Not everyone with law enforcement training is a "natural" at working with adolescents, nor does it necessarily make them a good police officer. When working with adolescents in this type of situation, there is virtually no type of background experience that creates an "automatic in." Although a law enforcement background and experience doesn't make the transport agent or transport successful, it can be a great asset. First and foremost, if the transport agent has the communication skills and experience to work with adolescents in a non threatening way, it can be a valuable tool.

Why law enforcement? These individuals have the training and ability to deal with a variety of situations that may arise. They know how to offer suggestions and solutions that others may not understand or have the knowledge to resolve. They have an understanding of both the civilian and law enforcement communities. Any competent transport agent should have the ability to keep complications to a minimum, but it is comforting to know these extra resources are working for the family and child.

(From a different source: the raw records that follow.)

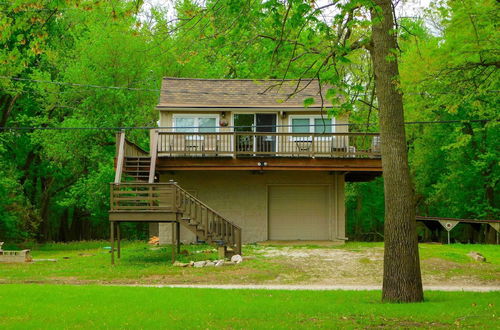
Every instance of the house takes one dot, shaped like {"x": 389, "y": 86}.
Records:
{"x": 248, "y": 152}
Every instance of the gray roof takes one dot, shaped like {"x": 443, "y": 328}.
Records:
{"x": 239, "y": 93}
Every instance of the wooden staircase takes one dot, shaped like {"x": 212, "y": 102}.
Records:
{"x": 136, "y": 197}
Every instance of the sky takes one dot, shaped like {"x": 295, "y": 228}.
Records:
{"x": 404, "y": 7}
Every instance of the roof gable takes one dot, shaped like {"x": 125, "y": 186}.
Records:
{"x": 239, "y": 93}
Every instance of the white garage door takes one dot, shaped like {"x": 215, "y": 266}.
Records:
{"x": 299, "y": 212}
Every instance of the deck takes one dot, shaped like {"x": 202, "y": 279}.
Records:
{"x": 267, "y": 144}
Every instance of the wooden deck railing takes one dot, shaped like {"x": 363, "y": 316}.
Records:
{"x": 169, "y": 197}
{"x": 357, "y": 145}
{"x": 136, "y": 196}
{"x": 125, "y": 148}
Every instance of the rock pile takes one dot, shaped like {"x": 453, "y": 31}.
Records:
{"x": 236, "y": 259}
{"x": 477, "y": 256}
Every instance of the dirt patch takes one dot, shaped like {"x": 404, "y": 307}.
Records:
{"x": 325, "y": 266}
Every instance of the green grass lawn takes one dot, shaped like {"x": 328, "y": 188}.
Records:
{"x": 89, "y": 263}
{"x": 54, "y": 307}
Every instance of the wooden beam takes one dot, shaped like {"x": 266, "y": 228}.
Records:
{"x": 173, "y": 242}
{"x": 120, "y": 137}
{"x": 274, "y": 164}
{"x": 117, "y": 224}
{"x": 154, "y": 156}
{"x": 178, "y": 237}
{"x": 112, "y": 238}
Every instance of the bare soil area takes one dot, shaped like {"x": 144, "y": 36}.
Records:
{"x": 323, "y": 266}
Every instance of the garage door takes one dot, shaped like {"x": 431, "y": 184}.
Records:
{"x": 299, "y": 212}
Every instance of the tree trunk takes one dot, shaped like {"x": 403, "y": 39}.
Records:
{"x": 402, "y": 279}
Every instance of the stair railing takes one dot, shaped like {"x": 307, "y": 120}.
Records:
{"x": 213, "y": 223}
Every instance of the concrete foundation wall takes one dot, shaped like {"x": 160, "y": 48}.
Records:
{"x": 242, "y": 197}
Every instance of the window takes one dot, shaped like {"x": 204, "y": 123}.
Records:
{"x": 311, "y": 124}
{"x": 195, "y": 123}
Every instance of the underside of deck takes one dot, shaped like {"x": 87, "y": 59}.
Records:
{"x": 268, "y": 163}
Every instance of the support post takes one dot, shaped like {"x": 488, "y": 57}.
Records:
{"x": 173, "y": 242}
{"x": 178, "y": 236}
{"x": 112, "y": 229}
{"x": 118, "y": 238}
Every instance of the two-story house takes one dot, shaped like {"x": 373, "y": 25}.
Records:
{"x": 251, "y": 153}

In my experience this training is valuable in diverse situations because it provides the depth, understanding and experience needed to handle a transport that is not going as planned. In situations where others with less experience have been flustered and made the wrong decisions, agents with a law enforcement background tend to maintain a clear head and sense of calm, regardless of what is going on around them. Law enforcement trained individuals generally have dealt with situations involving high stress and quick accurate decision making, on a much more complex level than would be encountered on a teen transport. When dealing with the law enforcement community, in the rare cases that it becomes necessary, there is a clear advantage to having agents with this additional experience. I have personally seen how their training can open doors that would normally remain shut or at best put a significant glitch into a transport.

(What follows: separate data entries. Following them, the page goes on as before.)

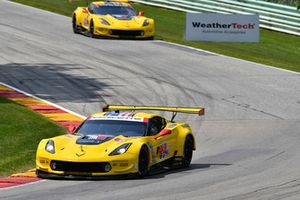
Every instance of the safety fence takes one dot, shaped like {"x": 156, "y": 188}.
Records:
{"x": 272, "y": 16}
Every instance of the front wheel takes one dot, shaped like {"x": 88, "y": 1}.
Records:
{"x": 92, "y": 30}
{"x": 143, "y": 162}
{"x": 187, "y": 151}
{"x": 74, "y": 25}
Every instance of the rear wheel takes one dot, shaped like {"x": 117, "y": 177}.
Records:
{"x": 188, "y": 151}
{"x": 92, "y": 29}
{"x": 143, "y": 162}
{"x": 74, "y": 24}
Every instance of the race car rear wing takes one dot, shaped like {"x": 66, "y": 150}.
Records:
{"x": 175, "y": 110}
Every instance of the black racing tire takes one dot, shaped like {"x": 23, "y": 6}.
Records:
{"x": 92, "y": 29}
{"x": 143, "y": 166}
{"x": 74, "y": 25}
{"x": 188, "y": 151}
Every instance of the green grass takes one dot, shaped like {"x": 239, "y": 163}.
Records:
{"x": 21, "y": 130}
{"x": 275, "y": 49}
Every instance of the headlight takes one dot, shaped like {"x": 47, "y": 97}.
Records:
{"x": 50, "y": 147}
{"x": 121, "y": 149}
{"x": 146, "y": 22}
{"x": 103, "y": 21}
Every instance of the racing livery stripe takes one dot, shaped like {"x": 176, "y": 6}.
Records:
{"x": 122, "y": 118}
{"x": 54, "y": 112}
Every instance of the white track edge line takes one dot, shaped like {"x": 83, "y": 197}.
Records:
{"x": 45, "y": 101}
{"x": 23, "y": 185}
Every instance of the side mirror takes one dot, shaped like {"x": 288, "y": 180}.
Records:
{"x": 85, "y": 10}
{"x": 141, "y": 13}
{"x": 71, "y": 129}
{"x": 163, "y": 133}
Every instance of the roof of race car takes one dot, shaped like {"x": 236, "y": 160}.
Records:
{"x": 107, "y": 3}
{"x": 126, "y": 116}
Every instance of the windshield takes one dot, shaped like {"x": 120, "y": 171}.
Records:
{"x": 114, "y": 10}
{"x": 112, "y": 128}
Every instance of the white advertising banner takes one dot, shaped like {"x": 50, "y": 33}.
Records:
{"x": 222, "y": 27}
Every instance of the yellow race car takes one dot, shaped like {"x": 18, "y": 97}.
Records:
{"x": 114, "y": 19}
{"x": 118, "y": 143}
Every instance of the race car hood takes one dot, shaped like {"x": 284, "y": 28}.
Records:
{"x": 124, "y": 22}
{"x": 87, "y": 148}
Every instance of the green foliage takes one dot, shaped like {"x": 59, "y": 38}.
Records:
{"x": 21, "y": 130}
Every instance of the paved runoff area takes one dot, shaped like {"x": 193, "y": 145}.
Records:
{"x": 247, "y": 143}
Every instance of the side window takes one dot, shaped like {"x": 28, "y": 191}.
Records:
{"x": 91, "y": 8}
{"x": 156, "y": 124}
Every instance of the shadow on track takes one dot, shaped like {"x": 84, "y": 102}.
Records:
{"x": 59, "y": 82}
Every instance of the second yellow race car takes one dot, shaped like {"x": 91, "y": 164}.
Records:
{"x": 114, "y": 19}
{"x": 118, "y": 143}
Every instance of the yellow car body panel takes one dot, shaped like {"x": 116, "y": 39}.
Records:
{"x": 161, "y": 147}
{"x": 114, "y": 27}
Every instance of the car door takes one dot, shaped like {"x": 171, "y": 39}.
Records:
{"x": 86, "y": 16}
{"x": 163, "y": 146}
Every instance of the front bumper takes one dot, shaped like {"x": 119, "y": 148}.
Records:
{"x": 104, "y": 167}
{"x": 128, "y": 33}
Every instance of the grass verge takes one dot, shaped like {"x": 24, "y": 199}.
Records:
{"x": 21, "y": 129}
{"x": 275, "y": 49}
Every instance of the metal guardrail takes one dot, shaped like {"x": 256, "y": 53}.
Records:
{"x": 272, "y": 16}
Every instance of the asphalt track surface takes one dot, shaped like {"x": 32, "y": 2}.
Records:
{"x": 247, "y": 144}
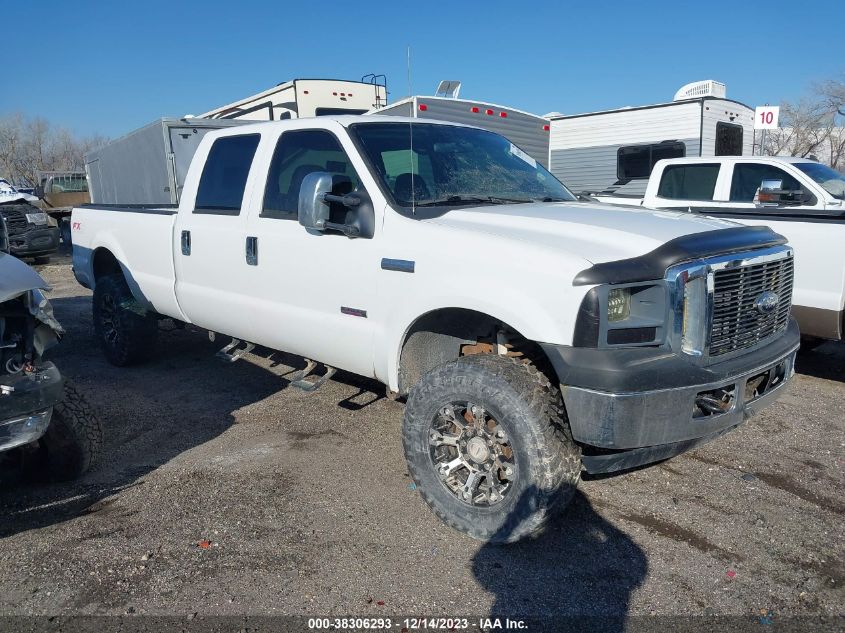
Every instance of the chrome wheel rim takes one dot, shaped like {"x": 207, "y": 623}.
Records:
{"x": 472, "y": 455}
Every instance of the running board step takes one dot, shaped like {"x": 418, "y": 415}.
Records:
{"x": 230, "y": 354}
{"x": 299, "y": 378}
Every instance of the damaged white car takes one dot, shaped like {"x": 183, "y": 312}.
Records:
{"x": 39, "y": 411}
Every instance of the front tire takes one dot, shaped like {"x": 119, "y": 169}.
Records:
{"x": 487, "y": 444}
{"x": 127, "y": 333}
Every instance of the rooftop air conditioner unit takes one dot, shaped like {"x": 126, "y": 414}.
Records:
{"x": 698, "y": 89}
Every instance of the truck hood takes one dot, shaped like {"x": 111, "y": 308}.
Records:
{"x": 594, "y": 232}
{"x": 17, "y": 278}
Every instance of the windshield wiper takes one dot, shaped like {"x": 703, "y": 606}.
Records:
{"x": 465, "y": 199}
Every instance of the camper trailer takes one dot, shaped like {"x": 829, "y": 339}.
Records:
{"x": 527, "y": 131}
{"x": 613, "y": 152}
{"x": 305, "y": 98}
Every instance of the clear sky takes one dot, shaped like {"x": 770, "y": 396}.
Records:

When faced with hiring or working with agents who exhibit equal communication skills, one with and one without a law enforcement background, my clear choice would be the individual with the law enforcement background and training. It is that extra depth of training and assurance, not the "cop," that we may just need to draw on from time to time. As for myself, I would rather have this background experience available to me and not need it, than need it and not have it in my transport work. For the transport agency, family and child, it is another asset that can be valuable in bringing the added safety and assurance to families who are already dealing with a stressful situation.



Dear Chuck,

After reading your essay, "IS a law enforcement background a valuable asset in adolescent transports?", I am encouraged to find us on common ground with regards to the "foundation" of a good agent. I too have heard both sides of the argument and stories to validate each side. What impresses me most about your take on the situation is your common sense approach to providing safe and secure service (physically & mentally). I can not tell you how many times I have used the illustration of transporting a child from A to B being only a part of a much bigger picture. I also agree that many police officers come well equipped (emotionally) to verbally diffuse sensitive situations while striving to minimize the need to do so. I am personally not ex-law enforcement, but I have close ties with many officers and have deep admiration for them. As for any potential agent for my compa! ny I personally put them to the test over and over because anything can l! ook good on a resume or sound good in an interview. Only transporting, with all the sleep deprivation, crisis intervention, and time constraints, will show an agent's true character. I also think there are many good agents with other backgrounds that are a true asset to our industry.